Bus services have been removed from state ownership, with the rail network soon to follow. Inevitable rationalisation of these transport services places complete emphasis on private car ownership. After forcing this move upon us, we become faced with a new twist: privatised toll roads. The whole road network pays only token regard to pedestrians, to cyclists, to the land through which is cuts, and to the environment which is destroys. Less than a tenth of car tax is spent on roads. With this huge amount of revenue being pulled in from a population seduced and forced into using cars, to be used by the government at whim, is it any wonder that nothing gets done to earnestly reduce traffic? Meanwhile, private car parks eat up vast tracts or urban land, and roads cut swathes through communities.

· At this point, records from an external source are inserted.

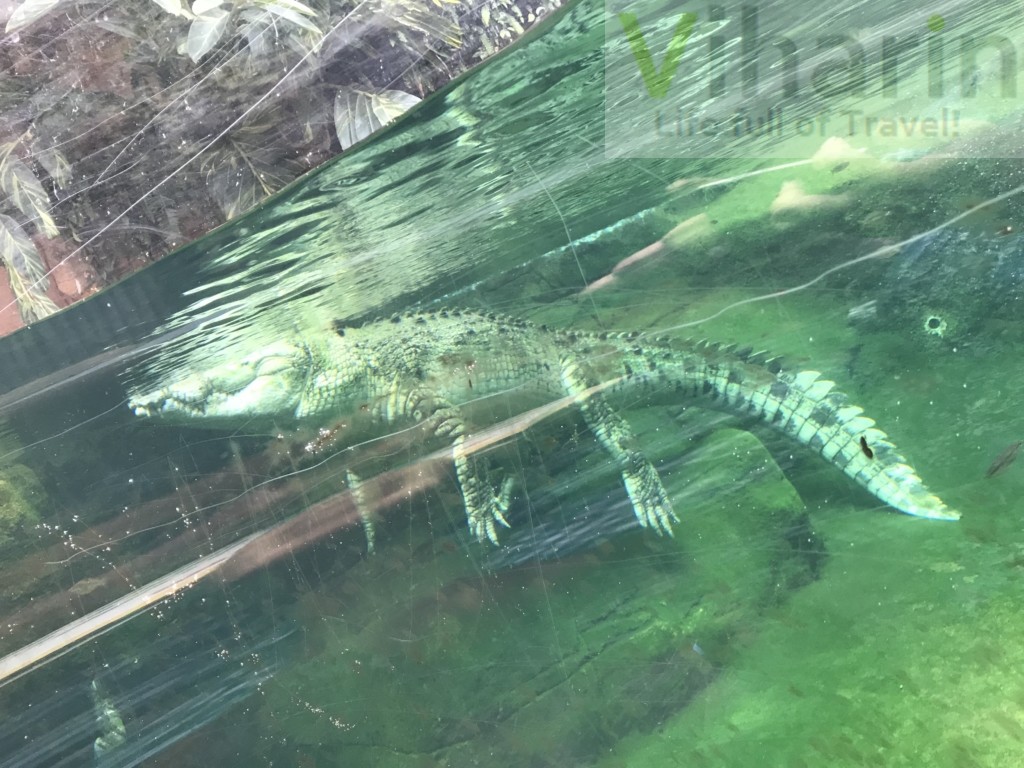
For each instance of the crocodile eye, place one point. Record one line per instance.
(935, 326)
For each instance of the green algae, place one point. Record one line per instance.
(443, 664)
(22, 503)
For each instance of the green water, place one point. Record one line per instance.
(793, 620)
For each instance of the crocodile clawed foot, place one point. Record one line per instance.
(650, 502)
(485, 508)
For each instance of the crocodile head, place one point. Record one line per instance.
(265, 384)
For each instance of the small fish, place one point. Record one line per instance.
(865, 448)
(1005, 459)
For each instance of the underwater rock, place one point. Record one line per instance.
(944, 288)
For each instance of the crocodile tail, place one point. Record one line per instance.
(805, 407)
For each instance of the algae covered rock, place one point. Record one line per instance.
(22, 497)
(435, 660)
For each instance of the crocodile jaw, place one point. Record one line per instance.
(267, 383)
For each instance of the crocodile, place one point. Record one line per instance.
(438, 368)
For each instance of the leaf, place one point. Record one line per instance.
(17, 180)
(203, 7)
(56, 165)
(205, 32)
(388, 105)
(174, 6)
(294, 5)
(356, 115)
(353, 117)
(29, 11)
(291, 15)
(427, 23)
(18, 252)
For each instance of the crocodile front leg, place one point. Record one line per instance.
(485, 498)
(650, 502)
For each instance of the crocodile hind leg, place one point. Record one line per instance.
(650, 502)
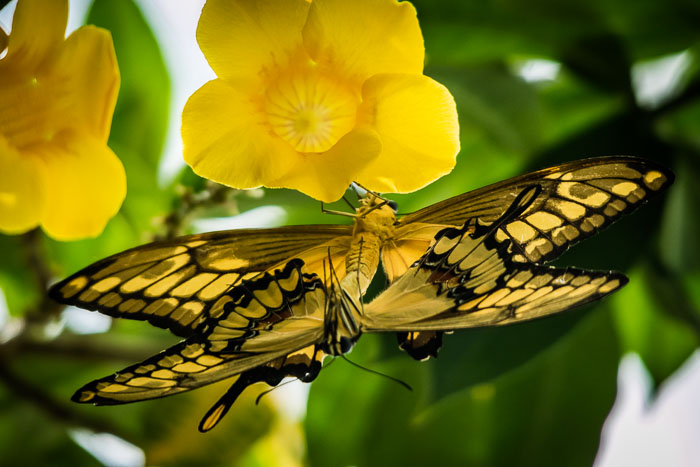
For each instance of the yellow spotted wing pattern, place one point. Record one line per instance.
(265, 324)
(468, 278)
(576, 200)
(255, 304)
(178, 284)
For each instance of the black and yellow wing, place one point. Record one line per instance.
(576, 200)
(469, 278)
(266, 329)
(178, 284)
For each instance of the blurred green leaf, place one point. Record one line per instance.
(646, 328)
(141, 116)
(18, 282)
(363, 420)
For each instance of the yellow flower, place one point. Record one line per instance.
(314, 95)
(57, 96)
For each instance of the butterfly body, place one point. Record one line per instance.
(262, 305)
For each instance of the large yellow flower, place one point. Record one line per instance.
(314, 95)
(57, 96)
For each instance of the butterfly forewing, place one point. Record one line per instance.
(468, 278)
(177, 284)
(261, 305)
(577, 200)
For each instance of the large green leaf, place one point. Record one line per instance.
(513, 419)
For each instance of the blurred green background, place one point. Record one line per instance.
(536, 84)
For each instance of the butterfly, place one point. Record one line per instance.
(265, 304)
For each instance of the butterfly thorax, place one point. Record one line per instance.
(374, 223)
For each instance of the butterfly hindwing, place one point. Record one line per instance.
(304, 364)
(267, 319)
(468, 279)
(177, 284)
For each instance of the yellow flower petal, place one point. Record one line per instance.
(326, 176)
(3, 40)
(365, 37)
(21, 191)
(85, 186)
(226, 138)
(90, 90)
(241, 38)
(38, 26)
(416, 120)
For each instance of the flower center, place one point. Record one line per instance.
(310, 111)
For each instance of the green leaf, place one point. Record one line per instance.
(513, 419)
(645, 326)
(141, 116)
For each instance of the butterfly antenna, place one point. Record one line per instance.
(264, 393)
(357, 278)
(359, 190)
(396, 380)
(348, 203)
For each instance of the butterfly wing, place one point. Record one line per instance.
(263, 332)
(577, 199)
(178, 284)
(468, 278)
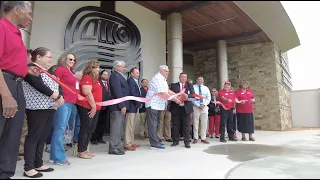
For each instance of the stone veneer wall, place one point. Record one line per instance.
(259, 64)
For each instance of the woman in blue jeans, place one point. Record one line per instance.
(65, 73)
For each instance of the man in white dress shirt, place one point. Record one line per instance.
(200, 110)
(158, 84)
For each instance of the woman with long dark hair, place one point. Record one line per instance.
(64, 72)
(90, 88)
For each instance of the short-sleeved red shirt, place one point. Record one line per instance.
(247, 107)
(96, 91)
(66, 77)
(229, 95)
(13, 53)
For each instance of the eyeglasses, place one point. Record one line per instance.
(49, 57)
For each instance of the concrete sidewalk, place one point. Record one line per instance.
(277, 154)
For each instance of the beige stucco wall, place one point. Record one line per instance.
(305, 107)
(259, 64)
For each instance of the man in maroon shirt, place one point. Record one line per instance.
(13, 68)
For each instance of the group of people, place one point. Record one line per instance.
(35, 107)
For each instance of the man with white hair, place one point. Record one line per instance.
(13, 68)
(119, 88)
(158, 84)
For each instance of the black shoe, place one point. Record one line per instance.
(233, 139)
(45, 170)
(175, 144)
(223, 140)
(34, 176)
(102, 141)
(94, 142)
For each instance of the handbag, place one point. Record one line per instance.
(67, 136)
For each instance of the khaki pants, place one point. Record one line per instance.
(129, 129)
(23, 135)
(165, 117)
(200, 116)
(143, 125)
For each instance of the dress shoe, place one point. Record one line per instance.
(121, 150)
(45, 170)
(102, 141)
(95, 142)
(174, 144)
(160, 147)
(130, 148)
(116, 153)
(223, 140)
(205, 141)
(34, 176)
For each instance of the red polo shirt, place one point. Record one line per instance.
(96, 91)
(13, 53)
(67, 78)
(229, 95)
(247, 107)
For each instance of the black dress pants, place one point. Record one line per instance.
(226, 119)
(39, 127)
(87, 127)
(10, 131)
(185, 120)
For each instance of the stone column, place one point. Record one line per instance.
(222, 62)
(26, 32)
(174, 46)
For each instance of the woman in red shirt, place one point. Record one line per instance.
(64, 72)
(245, 121)
(90, 88)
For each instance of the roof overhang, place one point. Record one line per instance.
(272, 18)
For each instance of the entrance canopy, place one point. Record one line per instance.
(237, 22)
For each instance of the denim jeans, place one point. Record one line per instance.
(60, 123)
(74, 123)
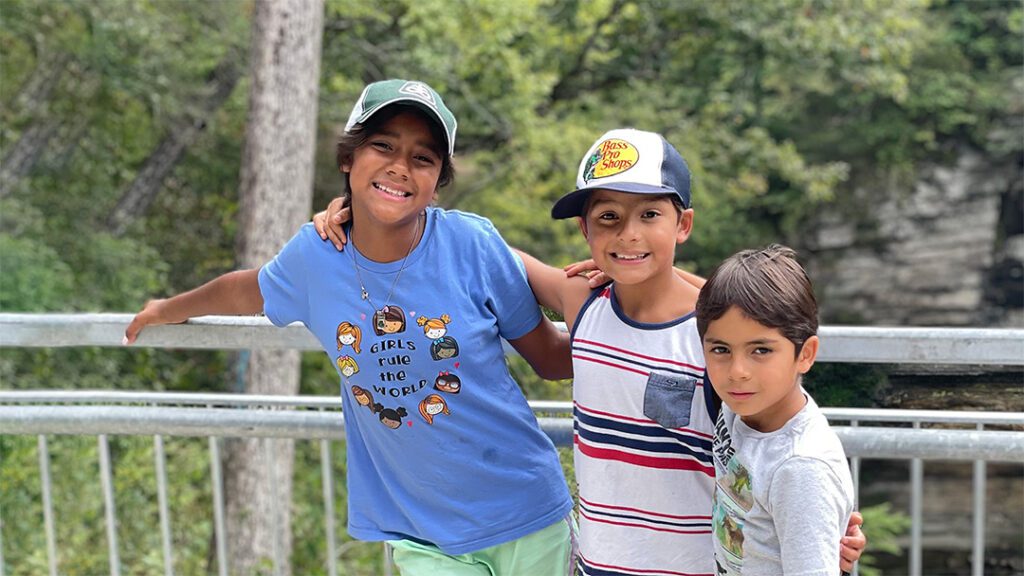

Perhaps the most sinister conclusion to reach from surveying the sum of privatised space in Britain is the loss of the right of freedom of assembly by the simple fact that there is no longer exist places where people can freely assemble. All acts of rebellion have become ritualised, and are carefully marshalled, channelled and media covered. The fact that they do happen – that they are allowed to happen – testifies to their lack of real threat. Further, by minimising public space and thereby dictating our use of places, spontaneous and creative acts between inhabitants are curtailed. Wherever we come together, we are watched and controlled. Freedom itself has been privatised. From sterile new towns to money hungry toll roads, from video arcades to shopping arcades, and from unyielding office blocks to unwelcoming city nights, space is no longer communal public property. It is in elite hands, and those hands have a vice-like grip on all aspects of our lives, especially those which might subvert or overthrow them, if ever given the chance.